The girl from Berlin was eight years old when Jerusza first taught her how to kill a man.

Of course Jerusza had discarded the child’s given name as soon as they’d reached the crisp edge of the woods six years earlier. Inge meant “the daughter of a heroic father,” and that was a lie. The child had no parent now but the forest itself.

Furthermore, Jerusza had known, from the moment she first saw the light over Berlin, that the child was to be called Yona, which meant “dove” in Hebrew. She had known it even before she saw the girl’s birthmark, which hadn’t faded with time but had grown stronger, darker, a sign that this child was special, that she was fated for something great.

The right name was vital, and the old woman couldn’t call Yona anything other than what she was. She expected the same in return, of course, a respect for one’s true identity. Jerusza meant “owned inheritance”—a reference to the magic she had received from her own bloodline, and a tribute to being owned by the forest itself—and it was the only thing she allowed Yona to call her. “Mother” meant something different, something that Jerusza never would be, never wanted to be.

“There are hundreds of ways to take a life,” Jerusza told the girl on a fading July afternoon soon after the child’s eighth birthday. “And you must know them all.”

Yona looked up from whittling a tiny wren from a piece of wood.

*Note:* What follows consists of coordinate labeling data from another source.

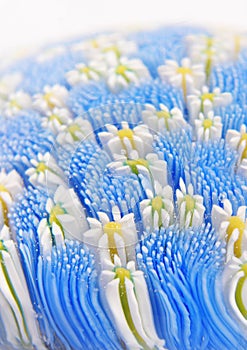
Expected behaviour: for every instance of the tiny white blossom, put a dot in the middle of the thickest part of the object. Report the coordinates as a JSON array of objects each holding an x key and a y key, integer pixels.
[
  {"x": 190, "y": 206},
  {"x": 83, "y": 73},
  {"x": 76, "y": 130},
  {"x": 149, "y": 167},
  {"x": 237, "y": 140},
  {"x": 45, "y": 171},
  {"x": 14, "y": 103},
  {"x": 117, "y": 237},
  {"x": 187, "y": 76},
  {"x": 123, "y": 141},
  {"x": 208, "y": 128},
  {"x": 158, "y": 210},
  {"x": 163, "y": 118},
  {"x": 19, "y": 319},
  {"x": 56, "y": 118},
  {"x": 66, "y": 219},
  {"x": 205, "y": 101},
  {"x": 127, "y": 286},
  {"x": 11, "y": 185},
  {"x": 53, "y": 96},
  {"x": 232, "y": 228},
  {"x": 234, "y": 285},
  {"x": 125, "y": 71}
]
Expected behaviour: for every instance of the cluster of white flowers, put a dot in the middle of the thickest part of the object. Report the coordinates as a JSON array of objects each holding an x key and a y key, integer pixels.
[
  {"x": 65, "y": 220},
  {"x": 12, "y": 101},
  {"x": 233, "y": 230},
  {"x": 107, "y": 60}
]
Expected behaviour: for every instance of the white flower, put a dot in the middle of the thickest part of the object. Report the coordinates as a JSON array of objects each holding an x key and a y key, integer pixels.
[
  {"x": 209, "y": 50},
  {"x": 18, "y": 317},
  {"x": 126, "y": 295},
  {"x": 53, "y": 96},
  {"x": 45, "y": 171},
  {"x": 106, "y": 44},
  {"x": 158, "y": 210},
  {"x": 117, "y": 237},
  {"x": 234, "y": 285},
  {"x": 161, "y": 119},
  {"x": 232, "y": 228},
  {"x": 10, "y": 186},
  {"x": 187, "y": 76},
  {"x": 205, "y": 101},
  {"x": 84, "y": 73},
  {"x": 49, "y": 53},
  {"x": 150, "y": 167},
  {"x": 8, "y": 84},
  {"x": 124, "y": 141},
  {"x": 190, "y": 206},
  {"x": 66, "y": 219},
  {"x": 55, "y": 118},
  {"x": 14, "y": 103},
  {"x": 208, "y": 128},
  {"x": 124, "y": 72},
  {"x": 76, "y": 130},
  {"x": 237, "y": 140}
]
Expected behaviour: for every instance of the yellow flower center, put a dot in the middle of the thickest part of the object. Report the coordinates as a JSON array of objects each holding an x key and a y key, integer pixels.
[
  {"x": 236, "y": 222},
  {"x": 73, "y": 129},
  {"x": 122, "y": 273},
  {"x": 126, "y": 133},
  {"x": 121, "y": 69},
  {"x": 41, "y": 167},
  {"x": 207, "y": 123},
  {"x": 133, "y": 164},
  {"x": 53, "y": 217},
  {"x": 55, "y": 117},
  {"x": 110, "y": 229},
  {"x": 190, "y": 203},
  {"x": 243, "y": 138},
  {"x": 208, "y": 96},
  {"x": 184, "y": 71},
  {"x": 239, "y": 292}
]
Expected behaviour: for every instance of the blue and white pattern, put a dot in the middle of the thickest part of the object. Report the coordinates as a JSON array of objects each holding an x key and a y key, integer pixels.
[{"x": 123, "y": 193}]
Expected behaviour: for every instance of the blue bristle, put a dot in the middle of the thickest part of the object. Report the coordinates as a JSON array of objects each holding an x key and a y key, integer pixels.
[{"x": 183, "y": 270}]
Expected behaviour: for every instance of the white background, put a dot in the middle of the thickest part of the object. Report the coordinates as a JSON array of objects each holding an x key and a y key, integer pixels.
[{"x": 25, "y": 23}]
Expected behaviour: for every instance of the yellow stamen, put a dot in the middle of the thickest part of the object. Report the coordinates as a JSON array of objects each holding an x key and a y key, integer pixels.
[
  {"x": 5, "y": 210},
  {"x": 157, "y": 205},
  {"x": 73, "y": 129},
  {"x": 236, "y": 222},
  {"x": 239, "y": 291},
  {"x": 126, "y": 133},
  {"x": 55, "y": 117},
  {"x": 41, "y": 167},
  {"x": 207, "y": 123},
  {"x": 53, "y": 217},
  {"x": 123, "y": 273},
  {"x": 164, "y": 115},
  {"x": 184, "y": 71},
  {"x": 133, "y": 164},
  {"x": 243, "y": 138},
  {"x": 110, "y": 229}
]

She had taken to carving creatures for company, which Jerusza did not understand, for she herself valued solitude above all else, but it seemed a harmless enough pursuit. Yona’s hair, the color of the deepest starless night, tumbled down her back, rolling over birdlike shoulders. Her eyes—endless and unsettling—were misty with confusion. The sun was low in the sky, and her shadow stretched behind her all the way to the edge of the clearing, as if trying to escape into the trees. “But you’ve always told me that life is precious, that it is God’s gift to man, that it must be protected,” the girl said.